Use excludeTools to skip tools that shouldn’t be scanned, such as destructive operations or admin-only tools:

app:
  host: http://localhost:3000
  jsonRpcConf:
    mcp:
      endpoint: /mcp
      excludeTools:
        - delete_database
        - admin_reset

Custom values let you provide specific parameter values for MCP tools. This is useful when tools require valid IDs, specific formats, or realistic data:

app:
  host: http://localhost:3000
  jsonRpcConf:
    mcp:
      endpoint: /mcp
      customValues:
        - tool: get_user
          param: user_id
          values:
            - "123"
            - "456"
        - tool: search_documents
          param: query
          values:
            - "annual report"
            - "security policy"

Use dot notation for nested parameters (e.g., filter.category).
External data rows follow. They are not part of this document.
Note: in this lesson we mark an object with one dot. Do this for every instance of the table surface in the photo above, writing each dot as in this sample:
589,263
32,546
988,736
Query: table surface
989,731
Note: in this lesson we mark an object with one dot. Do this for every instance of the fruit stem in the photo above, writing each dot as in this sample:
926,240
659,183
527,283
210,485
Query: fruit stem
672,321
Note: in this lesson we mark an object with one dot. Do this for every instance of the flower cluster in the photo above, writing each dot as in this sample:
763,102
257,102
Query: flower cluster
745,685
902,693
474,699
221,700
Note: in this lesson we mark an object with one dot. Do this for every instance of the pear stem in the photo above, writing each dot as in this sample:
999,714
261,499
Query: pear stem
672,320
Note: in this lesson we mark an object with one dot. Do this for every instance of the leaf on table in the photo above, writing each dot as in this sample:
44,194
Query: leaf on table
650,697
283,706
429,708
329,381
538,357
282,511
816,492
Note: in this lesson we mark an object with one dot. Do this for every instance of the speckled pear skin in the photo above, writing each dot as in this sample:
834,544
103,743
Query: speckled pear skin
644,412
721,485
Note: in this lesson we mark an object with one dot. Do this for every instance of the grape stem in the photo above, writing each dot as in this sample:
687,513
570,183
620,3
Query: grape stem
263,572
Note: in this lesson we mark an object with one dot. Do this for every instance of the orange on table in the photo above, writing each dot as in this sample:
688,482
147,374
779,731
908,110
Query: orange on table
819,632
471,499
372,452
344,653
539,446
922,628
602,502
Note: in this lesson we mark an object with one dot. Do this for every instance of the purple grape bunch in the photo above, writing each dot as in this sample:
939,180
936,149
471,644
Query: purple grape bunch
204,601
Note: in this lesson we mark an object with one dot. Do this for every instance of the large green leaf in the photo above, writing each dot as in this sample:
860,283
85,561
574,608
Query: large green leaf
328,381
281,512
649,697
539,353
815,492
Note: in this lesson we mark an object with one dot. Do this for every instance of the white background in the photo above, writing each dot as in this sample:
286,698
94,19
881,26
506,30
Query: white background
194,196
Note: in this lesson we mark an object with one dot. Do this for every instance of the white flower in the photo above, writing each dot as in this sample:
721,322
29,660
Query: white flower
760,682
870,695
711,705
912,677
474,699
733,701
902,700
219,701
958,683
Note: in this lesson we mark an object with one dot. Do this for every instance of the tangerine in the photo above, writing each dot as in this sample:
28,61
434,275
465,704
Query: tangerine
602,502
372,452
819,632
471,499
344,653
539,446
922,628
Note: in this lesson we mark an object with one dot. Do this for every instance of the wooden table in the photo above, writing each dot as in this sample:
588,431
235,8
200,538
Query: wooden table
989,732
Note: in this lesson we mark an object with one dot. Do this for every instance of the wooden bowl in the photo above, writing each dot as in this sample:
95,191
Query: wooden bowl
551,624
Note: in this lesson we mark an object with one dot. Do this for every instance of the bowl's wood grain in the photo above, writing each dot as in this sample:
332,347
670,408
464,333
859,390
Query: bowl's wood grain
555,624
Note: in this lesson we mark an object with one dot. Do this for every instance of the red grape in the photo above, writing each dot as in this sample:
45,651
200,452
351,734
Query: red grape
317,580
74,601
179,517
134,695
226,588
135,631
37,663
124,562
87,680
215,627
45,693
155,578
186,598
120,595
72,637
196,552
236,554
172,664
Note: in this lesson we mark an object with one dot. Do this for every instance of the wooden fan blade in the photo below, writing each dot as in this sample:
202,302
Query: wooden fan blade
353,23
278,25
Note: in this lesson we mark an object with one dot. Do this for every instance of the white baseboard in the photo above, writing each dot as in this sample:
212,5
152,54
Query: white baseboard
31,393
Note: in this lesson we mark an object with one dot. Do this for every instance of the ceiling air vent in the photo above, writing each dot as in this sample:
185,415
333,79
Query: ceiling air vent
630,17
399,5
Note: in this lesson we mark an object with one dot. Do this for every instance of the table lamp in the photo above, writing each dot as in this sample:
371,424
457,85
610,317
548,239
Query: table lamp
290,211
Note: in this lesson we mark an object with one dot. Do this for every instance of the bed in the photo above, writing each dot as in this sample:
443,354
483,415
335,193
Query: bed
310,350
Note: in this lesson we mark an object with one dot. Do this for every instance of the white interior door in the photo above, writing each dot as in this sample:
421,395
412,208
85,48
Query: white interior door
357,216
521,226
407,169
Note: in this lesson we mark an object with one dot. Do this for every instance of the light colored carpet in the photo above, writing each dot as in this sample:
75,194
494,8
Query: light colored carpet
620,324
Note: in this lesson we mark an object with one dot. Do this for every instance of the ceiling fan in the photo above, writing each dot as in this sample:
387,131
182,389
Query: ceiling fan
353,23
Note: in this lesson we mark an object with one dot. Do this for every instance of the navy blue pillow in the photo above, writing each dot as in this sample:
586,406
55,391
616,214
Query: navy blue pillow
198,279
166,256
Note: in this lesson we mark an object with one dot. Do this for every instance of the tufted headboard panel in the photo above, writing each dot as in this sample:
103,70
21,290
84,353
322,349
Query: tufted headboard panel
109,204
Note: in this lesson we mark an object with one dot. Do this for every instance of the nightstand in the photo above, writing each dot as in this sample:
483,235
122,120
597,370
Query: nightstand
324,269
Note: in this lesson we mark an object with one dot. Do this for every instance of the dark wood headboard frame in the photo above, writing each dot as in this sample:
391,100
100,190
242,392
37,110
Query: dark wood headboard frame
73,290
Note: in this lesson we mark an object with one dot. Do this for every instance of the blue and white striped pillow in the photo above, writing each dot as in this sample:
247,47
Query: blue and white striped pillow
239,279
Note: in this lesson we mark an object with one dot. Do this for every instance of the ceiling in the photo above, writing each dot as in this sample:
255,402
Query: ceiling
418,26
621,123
MCP scanning mode works with the general JSON-RPC options for timeout, depth, and faker:

app:
  host: http://localhost:3000
  jsonRpcConf:
    requestTimeout: 60000
    maxDepth: 4
    fakerEnabled: true
    mcp:
      endpoint: /mcp
      excludeTools:
        - dangerous_operation

HawkScan runs the same active and passive security checks against MCP tools that it runs against any other API:

  • SQL Injection — Detects SQL errors in tool responses caused by injected payloads
  • Cross-Site Scripting (XSS) — Identifies reflected content in tool output
  • Server-Side Request Forgery (SSRF) — Tests URL parameters for internal network access
  • Prompt Injection — Detects when crafted inputs can manipulate LLM behavior through tool responses
  • Information Disclosure — Finds sensitive data exposure in tool responses
  • Security Headers — Checks HTTP response headers for missing security controls

MCP tool responses use the result.content format with text entries. HawkScan extracts text content from these responses for vulnerability analysis, including error messages that may indicate injection vulnerabilities.

Once configured, run the scan like any other application type:

hawk scan

HawkScan will connect to the JSON-RPC or MCP endpoint, discover available methods or tools, and scan them for security vulnerabilities.